We also investigated length bias at single-exon level using smoothed scatter plots of counts/RPKMs versus exon-length, in log-log scale (see Figure 1B for results on Griffith’s data). These plots show an increasing pattern of totcounts in dependence of exon-length, meaning that longer exons tend to have higher counts than shorter ones (Pearson’s correlation r=0.38 for MAQC-2 and r=0.43 for Griffith). On the contrary, maxcounts are not correlated with exon-length (Pearson’s correlation r=0.10 for MAQC-2 and r=0.01 for Griffith). RPKMs do not show the increasing pattern of totcounts, and are in fact characterized by negative correlation with exon length (Pearson’s correlation r=-0.28 for MAQC-2 and r=-0.29 for Griffith), meaning that dividing by exon length over-corrects length bias in shorter exons. Plots are reported for one library of Griffith’s data set, but the same patterns are confirmed across all libraries of the two data sets (results not shown).
Finally, we assessed variance of totcounts, RPKMs and maxcounts across technical replicates, using a cubic-spline fit of the variance versus the mean of log-counts/log-RPKMs (Figure 1C): in both data sets maxcounts have a lower variance with respect to totcounts. Anyway, on MAQC-2, RPKMs provide the lowest technical variance.
In summary, we confirm that totcounts strongly depends on the length of the feature they are summarized on, even when considering exons in place of genes. Using RPKMs, that normalize totcounts by exon length and sequencing depth, reduces technical variability but does not completely remove exon length bias. We propose an alternative measure of exon expression, maxcounts, which is less biased toward long or highly expressed genes than totcounts and RPKMs, and whose technical variability is lower than or comparable to that of totcounts and RPKMs, respectively.

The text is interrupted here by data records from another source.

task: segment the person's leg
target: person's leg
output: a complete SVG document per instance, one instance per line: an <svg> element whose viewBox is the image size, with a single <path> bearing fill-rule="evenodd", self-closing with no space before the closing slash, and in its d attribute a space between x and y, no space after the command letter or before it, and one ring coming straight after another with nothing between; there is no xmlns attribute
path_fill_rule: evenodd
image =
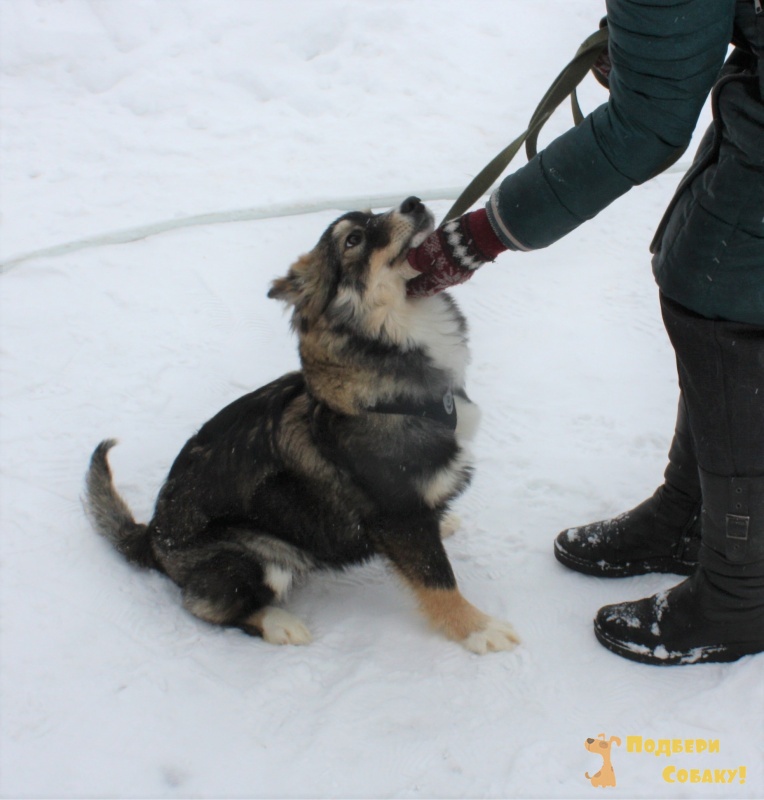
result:
<svg viewBox="0 0 764 800"><path fill-rule="evenodd" d="M764 327L661 304L699 465L699 566L673 589L601 609L595 633L636 661L734 661L764 651Z"/></svg>
<svg viewBox="0 0 764 800"><path fill-rule="evenodd" d="M700 548L700 480L681 394L668 458L664 482L652 497L612 519L563 531L554 543L557 560L604 578L691 575Z"/></svg>

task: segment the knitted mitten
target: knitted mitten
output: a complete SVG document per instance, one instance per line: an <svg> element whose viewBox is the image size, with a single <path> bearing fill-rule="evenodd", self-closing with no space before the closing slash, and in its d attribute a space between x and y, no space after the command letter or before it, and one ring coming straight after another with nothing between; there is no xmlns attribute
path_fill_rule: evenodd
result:
<svg viewBox="0 0 764 800"><path fill-rule="evenodd" d="M427 297L464 283L478 267L507 249L484 208L464 214L409 251L409 264L421 275L408 282L407 293L409 297Z"/></svg>

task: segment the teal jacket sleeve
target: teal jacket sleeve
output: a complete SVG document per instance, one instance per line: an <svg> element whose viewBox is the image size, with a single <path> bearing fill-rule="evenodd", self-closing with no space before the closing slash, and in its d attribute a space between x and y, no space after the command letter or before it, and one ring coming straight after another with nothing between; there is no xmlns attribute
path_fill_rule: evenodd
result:
<svg viewBox="0 0 764 800"><path fill-rule="evenodd" d="M557 241L687 147L734 15L735 0L608 0L610 99L493 193L489 218L507 246Z"/></svg>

We are now working on a refinement of this measure, to make it more robust to sequencing and mapping biases. In addition, we are assessing the accuracy and precision of totcounts and maxcounts in assessing the real RNA abundances using publicly available data sets for which spike-in RNAs measures are available. Future studies will focus on the definition of transcriptional models that could be used to aggregate maxcounts at gene or transcript level.

Acknowledgements
This research is supported by PRAT 2010 CPDA101217, “Models of RNA sequencing data variability for quantitative transcriptomics”, and AACSE Project, “Algorithms and Architectures for Computational Science and Engineering”.